The think tank predicts that welfare reforms will push 600,000 families into poverty
Yesterday David Cameron promised that this parliament would be characterised by ‘an all-out assault on poverty’.
On the same day, the Resolution Foundation published a report which concluded that ‘measures announced at the Summer Budget are expected to significantly increase the number of children (and households) living in poverty’.
This week the Tories have shown themselves to be masters of PR.
They have repeated a series of benevolent-sounding mantras – ‘we are the builders’, ‘finish the fight for real equality’, ‘the party of working people’ – which conceal the glaring omissions or even contradictions beneath.
The Resolution Foundation has looked closely at what Osborne’s plans, announced in the Summer Budget, will mean for the poorest in society. The report is depressing reading. It predicts that:
1. By 2020, at least an extra 300,000 children will be in poverty, rising to 600,000 once all policy measures have taken effect. Two-thirds of this increase will be among children in working households.
2. The new National Living Wage will be ‘more than offset’ by benefit changes, with cuts to working tax credits creating an ‘overnight shock to income’ for many families in 2016. Interestingly, Osborne cited the research of the Resolution Foundation when he made the wage announcement in July.
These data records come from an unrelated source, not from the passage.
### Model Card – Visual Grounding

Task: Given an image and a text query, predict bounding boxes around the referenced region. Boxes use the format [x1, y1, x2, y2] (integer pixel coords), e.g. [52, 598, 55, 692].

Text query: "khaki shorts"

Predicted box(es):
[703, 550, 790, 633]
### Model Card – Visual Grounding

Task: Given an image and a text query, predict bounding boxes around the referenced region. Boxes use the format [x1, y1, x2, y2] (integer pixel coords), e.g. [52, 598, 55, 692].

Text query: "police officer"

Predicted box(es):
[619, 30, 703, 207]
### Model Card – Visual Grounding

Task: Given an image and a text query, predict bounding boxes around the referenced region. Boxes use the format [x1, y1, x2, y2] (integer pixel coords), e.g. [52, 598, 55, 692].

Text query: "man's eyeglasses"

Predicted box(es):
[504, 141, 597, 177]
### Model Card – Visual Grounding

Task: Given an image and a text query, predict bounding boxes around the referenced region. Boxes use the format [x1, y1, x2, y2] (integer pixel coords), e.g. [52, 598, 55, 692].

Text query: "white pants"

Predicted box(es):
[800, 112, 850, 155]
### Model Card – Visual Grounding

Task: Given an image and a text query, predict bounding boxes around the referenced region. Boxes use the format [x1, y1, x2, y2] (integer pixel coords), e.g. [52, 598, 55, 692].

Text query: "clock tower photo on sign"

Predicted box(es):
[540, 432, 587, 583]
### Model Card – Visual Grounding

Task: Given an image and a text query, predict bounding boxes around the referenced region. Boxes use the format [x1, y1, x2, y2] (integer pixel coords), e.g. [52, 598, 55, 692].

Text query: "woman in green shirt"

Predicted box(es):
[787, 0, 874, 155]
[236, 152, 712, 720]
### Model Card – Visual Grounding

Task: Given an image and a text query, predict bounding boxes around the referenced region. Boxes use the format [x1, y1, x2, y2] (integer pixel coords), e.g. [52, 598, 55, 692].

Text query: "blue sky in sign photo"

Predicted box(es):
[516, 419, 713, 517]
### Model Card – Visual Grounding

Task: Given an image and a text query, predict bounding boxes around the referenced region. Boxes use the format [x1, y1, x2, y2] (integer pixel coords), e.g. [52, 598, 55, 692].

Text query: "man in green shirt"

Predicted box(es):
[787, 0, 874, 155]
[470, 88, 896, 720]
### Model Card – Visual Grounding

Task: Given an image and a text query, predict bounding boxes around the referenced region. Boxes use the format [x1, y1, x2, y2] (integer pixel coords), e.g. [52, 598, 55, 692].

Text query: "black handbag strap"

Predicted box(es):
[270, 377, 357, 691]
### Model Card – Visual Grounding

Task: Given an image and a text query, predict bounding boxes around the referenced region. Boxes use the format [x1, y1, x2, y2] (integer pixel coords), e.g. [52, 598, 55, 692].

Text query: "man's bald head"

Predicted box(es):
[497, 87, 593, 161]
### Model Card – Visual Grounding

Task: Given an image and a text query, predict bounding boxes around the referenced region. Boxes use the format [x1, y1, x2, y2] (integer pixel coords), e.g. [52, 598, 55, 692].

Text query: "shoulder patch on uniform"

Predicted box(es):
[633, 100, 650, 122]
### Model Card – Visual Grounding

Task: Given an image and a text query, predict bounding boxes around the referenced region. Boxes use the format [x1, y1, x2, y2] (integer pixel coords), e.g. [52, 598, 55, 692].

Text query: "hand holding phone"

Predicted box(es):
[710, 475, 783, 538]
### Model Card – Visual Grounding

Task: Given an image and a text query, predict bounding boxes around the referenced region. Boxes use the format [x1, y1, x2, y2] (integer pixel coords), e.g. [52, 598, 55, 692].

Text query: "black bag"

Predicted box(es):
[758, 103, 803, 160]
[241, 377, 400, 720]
3. Inequality will increase. The poverty threshold currently stands at 60 per cent of the median income. As earnings rise, median income should also rise, and with it the poverty threshold. But benefit income will stand still, of not fall. This means that the distance of families on benefits to the poverty line will increase.
4. New ways of measuring poverty will obscure the worsening picture. The Welfare Reform and Employment Bill removes the current measure of income poverty from the suite of government metrics, introducing new ‘Life Chances’ measures of the number of children living in workless households, and educational attainment for children by the age of 16.
The Resolution Foundation acknowledges that too narrow a focus on incomes has drawbacks but but ‘removing any focus on incomes makes very little sense’.
This focus on worklessness will do little to improve incomes for the working poor. The problem of worklessness among families with children has actually been diminishing, meaning a new approach is needed.
5. Having a job and being in poverty are increasingly looking like unrelated circumstances. The Resolution Foundation predicts that in-work poverty will rise from 1.6 million in the 2016 baseline to between 2.2 million and 2.3 million in 2020 – accounting for around half of the overall rise in child poverty.